1DMQ..Fm is also the same Bitcoin address that OriginStamp claims to send to on that page, so all that remains is to check that some bitcoin was sent to 1DMQ..Fm today, and looking on Blockchain.info, we see that some bitcoins were sent. So we have successfully independently verified that that list of hashes was timestamped on the day it was claimed to have been timestamped, and that OriginStamp is both working correctly & our use of bitcoin-tool to convert a SHA-256 hash to a Bitcoin address is likewise working. With that, we can proceed.

To stamp a batch, we can write a script we’ll call timestamper-flush:

#!/bin/bash
set -euo pipefail

MASTER_DIR=~/docs/timestamps/
DATE=$(date +'%s')
mv $MASTER_DIR/today.txt $MASTER_DIR/"$DATE".txt && touch $MASTER_DIR/today.txt
MASTER_HASH=$(sha256sum "$MASTER_DIR/$DATE.txt" | cut --delimiter=' ' --field=1)
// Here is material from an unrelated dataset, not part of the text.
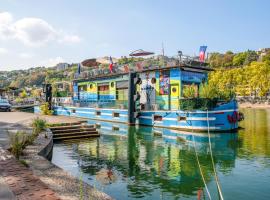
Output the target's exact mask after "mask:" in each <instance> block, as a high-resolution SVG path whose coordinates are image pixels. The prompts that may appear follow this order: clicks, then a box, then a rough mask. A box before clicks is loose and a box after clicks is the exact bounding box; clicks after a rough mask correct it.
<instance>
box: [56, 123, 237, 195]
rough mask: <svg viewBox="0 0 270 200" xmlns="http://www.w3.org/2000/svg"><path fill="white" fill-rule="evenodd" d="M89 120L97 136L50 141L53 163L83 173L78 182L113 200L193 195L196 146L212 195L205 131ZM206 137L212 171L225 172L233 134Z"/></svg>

BITCOIN_ADDRESS=$(bitcoin-tool --network bitcoin --input-type private-key --input-format hex \
                               --output-type address --output-format base58check --public-key-compression compressed \
                               --input "$MASTER_HASH")

# assuming no password to unlock
## bitcoind walletpassphrase $PASSWORD 1
bitcoind sendtoaddress "$BITCOIN_ADDRESS" 0.00000001 "Timestamp for $DATE" || \
  bitcoind getbalance # no funds?

timestamper-flush can be put into a crontab as simply @daily timestamper-flush (or @hourly/@weekly/@monthly etc), and can be called at any time if necessary. (I have not tested these scripts, for lack of disk space to run a full node, but I believe them to be correct; and if not, the idea is clear and one can implement it as one prefers.)

Now one has an efficient, local, secure timestamping service.


  1. OriginStamp apparently does not use OP_RETURN like Proof of Existence does, which should be more efficient; but it is controversial and limited to 80 bytes, was reduced even further to 40 bytes, and then increased again to 80 bytes which I’m not sure is enough storage space for a secure hash.

  2. Which is typically the web page we care about, and subsequent files are things like CSS or images which don’t need to be timestamped, but if one is paranoid about this, it should be possible to timestamp all the downloaded files by removing the | head -1 call and maybe translating the newlines to spaces for the subsequent timestamp call.